E’ uno spazio politico, quello occupato da Mdp-Articolo 1, in cui si puà dire tutto e il contrario di tutto: «Il 2022 ci aprirà uno spazio politico significativo per rendere ancora più forte le sfide di fondo che ci hanno accompagnato per una vita e che non sono mai state così forti», stravede Roberto Speranza, ministro della Salute di Conte e Draghi che con la recente manovra continua a tagliare la sanità pubblica per dare fondi a quella privata. Eppure Speranza parla come un Luther King: «Vedo tornare attuali valori e principi di fondo, dentro la crisi pandemica si apre uno spazio per un messaggio diverso, un nuovo rapporto tra Stato e mercato, una nuova fase in cui solidarietà, integrazione, inclusione sono valori più facili da affermare».

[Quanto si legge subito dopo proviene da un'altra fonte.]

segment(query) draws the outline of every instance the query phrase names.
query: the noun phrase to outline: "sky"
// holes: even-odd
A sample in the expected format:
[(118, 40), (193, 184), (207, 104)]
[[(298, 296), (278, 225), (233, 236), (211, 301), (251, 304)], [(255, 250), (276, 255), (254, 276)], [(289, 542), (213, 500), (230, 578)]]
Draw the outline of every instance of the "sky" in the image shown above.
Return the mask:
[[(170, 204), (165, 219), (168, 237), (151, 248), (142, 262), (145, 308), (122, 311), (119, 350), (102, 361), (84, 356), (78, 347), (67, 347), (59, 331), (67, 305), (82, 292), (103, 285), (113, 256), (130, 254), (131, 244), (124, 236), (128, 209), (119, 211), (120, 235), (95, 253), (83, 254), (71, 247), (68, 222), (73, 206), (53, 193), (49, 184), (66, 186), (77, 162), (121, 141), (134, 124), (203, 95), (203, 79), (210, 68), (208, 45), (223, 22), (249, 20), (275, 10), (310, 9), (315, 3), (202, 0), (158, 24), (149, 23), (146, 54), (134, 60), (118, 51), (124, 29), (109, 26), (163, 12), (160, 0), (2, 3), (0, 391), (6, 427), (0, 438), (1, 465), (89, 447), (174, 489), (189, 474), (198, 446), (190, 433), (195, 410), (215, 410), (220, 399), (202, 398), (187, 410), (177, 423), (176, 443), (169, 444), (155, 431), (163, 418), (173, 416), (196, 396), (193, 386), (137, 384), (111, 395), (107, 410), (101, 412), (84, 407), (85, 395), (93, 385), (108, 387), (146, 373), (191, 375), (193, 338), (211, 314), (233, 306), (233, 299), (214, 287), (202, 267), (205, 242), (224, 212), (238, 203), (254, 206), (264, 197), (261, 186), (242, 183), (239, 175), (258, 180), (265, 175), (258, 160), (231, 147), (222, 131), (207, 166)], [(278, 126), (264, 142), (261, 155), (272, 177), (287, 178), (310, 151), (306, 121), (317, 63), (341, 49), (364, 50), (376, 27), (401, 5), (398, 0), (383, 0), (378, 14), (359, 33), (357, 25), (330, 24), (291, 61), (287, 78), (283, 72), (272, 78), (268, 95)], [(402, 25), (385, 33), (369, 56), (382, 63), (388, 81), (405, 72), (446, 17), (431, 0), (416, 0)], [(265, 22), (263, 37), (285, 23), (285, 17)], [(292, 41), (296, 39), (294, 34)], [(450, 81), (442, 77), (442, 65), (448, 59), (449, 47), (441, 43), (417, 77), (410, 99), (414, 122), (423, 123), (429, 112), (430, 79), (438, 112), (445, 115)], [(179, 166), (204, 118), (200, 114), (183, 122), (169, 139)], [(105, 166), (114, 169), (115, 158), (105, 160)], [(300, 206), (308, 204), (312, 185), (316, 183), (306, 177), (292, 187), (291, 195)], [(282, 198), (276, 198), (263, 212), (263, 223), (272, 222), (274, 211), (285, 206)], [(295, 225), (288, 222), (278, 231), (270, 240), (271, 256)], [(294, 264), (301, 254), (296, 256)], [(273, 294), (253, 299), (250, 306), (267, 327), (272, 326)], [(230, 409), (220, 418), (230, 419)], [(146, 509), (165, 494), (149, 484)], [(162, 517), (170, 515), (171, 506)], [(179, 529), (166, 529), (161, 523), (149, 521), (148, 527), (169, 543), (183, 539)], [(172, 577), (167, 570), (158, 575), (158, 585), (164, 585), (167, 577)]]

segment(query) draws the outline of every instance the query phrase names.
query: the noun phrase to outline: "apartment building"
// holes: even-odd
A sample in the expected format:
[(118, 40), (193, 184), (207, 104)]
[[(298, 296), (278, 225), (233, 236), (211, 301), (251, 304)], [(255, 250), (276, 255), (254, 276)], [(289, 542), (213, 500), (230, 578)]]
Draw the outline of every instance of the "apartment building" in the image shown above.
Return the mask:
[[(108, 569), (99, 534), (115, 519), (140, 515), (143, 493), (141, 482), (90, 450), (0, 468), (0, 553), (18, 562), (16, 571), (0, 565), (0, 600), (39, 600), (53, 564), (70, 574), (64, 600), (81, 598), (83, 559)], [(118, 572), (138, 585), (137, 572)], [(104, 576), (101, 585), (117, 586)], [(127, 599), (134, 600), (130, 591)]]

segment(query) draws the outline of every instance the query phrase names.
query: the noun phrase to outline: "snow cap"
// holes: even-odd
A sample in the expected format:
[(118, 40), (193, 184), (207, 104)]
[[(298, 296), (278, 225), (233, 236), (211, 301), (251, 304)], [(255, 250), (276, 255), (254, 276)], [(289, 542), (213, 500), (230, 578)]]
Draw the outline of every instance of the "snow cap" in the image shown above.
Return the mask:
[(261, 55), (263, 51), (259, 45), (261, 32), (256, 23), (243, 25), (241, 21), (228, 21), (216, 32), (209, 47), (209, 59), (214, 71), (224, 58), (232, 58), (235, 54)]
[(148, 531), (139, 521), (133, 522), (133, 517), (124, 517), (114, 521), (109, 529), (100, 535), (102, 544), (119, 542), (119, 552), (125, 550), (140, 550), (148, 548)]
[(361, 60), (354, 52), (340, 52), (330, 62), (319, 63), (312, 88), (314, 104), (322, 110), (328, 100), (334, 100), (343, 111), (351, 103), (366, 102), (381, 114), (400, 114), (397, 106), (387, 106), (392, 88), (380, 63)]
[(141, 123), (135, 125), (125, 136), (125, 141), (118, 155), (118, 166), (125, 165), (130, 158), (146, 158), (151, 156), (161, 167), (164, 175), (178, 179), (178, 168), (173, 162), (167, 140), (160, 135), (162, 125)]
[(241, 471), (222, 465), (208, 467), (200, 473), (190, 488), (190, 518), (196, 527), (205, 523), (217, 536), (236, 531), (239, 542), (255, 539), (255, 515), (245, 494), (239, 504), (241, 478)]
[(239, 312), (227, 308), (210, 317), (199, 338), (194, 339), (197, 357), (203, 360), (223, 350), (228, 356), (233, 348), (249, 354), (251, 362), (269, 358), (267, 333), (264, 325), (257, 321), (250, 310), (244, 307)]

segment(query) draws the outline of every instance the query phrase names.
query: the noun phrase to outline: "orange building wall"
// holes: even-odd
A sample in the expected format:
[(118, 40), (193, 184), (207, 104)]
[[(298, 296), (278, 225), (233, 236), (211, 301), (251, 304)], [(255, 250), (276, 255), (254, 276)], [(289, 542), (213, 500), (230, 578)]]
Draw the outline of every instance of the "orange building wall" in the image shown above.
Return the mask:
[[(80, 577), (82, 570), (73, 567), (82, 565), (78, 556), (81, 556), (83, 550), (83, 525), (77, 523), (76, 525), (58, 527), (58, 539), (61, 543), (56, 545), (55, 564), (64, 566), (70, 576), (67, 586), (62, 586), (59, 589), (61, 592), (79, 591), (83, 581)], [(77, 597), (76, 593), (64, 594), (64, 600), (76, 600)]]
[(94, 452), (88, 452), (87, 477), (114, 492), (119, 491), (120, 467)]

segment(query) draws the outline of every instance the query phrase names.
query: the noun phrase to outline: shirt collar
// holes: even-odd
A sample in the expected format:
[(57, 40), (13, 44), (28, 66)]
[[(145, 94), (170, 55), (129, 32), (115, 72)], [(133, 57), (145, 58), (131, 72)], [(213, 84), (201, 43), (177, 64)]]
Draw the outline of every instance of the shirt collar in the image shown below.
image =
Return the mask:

«Enrico Letta ha voluto le agorà come progetto di apertura e coinvolgimento di tutti coloro che credono nei valori e nei principi del centrosinistra, anche favorendo ricomposizioni con chi ha abbandonato il PD. Un progetto che guardi al futuro e sappia dare speranza alle giovani generazioni. Le parole rozze di D’Alema vanno in senso contrario: guardano al passato e rimestano rancori mai sopiti. Se questi sono i presupposti per ragionare su future evoluzioni del Partito Democratico, per noi semplicemente la questione non esiste». Così il senatore Alessandro Alfieri, coordinatore nazionale di Base Riformista, i renziani rimasti nel Pd. «Ci sono due punti sicuramente positivi: da un lato il fallimento politico di chi ha prodotto scissioni e oggi, con ritardo, sembra esserne finalmente consapevole; dall’altro – prosegue Alfieri in una nota – la conferma, nei fatti, che il Partito Democratico è e rimane l’unico soggetto politico autentico e popolare nel quale si concretizza qualsiasi progettualità riformista e progressista».

Poi è arrivata anche la nota di Fassina, molto duro su Renzi ma incapace di immaginare una sinistra autonoma dal Pd: «Renzi non è stato la malattia del Pd. Ed è stata proprio la larghissima prevalenza, tra noi fuoriusciti del Pd, di tale lettura a segnare l’esito delle nostre improvvisate avventure politiche. Renzi è stato l’interprete estremo, abilissimo e spregiudicato dell’impianto originario del Pd, della matrice liberal-democratica del Lingotto, nel 2007. L’agenda Monti è la nostra agenda era il mantra della classe dirigente veltroniana in prima fila anche nel Pd guidato da Bersani. Per inciso: i montiani del 2012 sono sostanzialmente gli stessi che, oggi, sostengono che l’agenda Draghi è l’agenda del Pd. Comodo Renzi capro espiatorio. Ma Renzi ha stravinto le primarie del Pd non soltanto nel 2013, dopo la sconfitta di Bersani, ma anche nel 2017, dopo la batosta referendaria e la botta ricevuta dal M5S nelle elezioni amministrative del 2016. Al dominio di Renzi nel Pd, hanno posto fine gli elettori, in via definitiva il 4 marzo 2018. Certo, aiutati da chi ha combattuto da dentro e da chi ha combattuto da fuori. Ma l’impianto difettoso del Pd rimane, sebbene, dopo l’avvento di Zingaretti e Letta, implicito e bilanciato dal timido affacciarsi di qualche voce laburista e Keynesiana, sospinta dal cambio di stagione culturale e politica. C’è un enorme lavoro culturale e politico da affrontare per riportare la Sinistra, dentro e fuori il Pd, a fare il suo mestiere».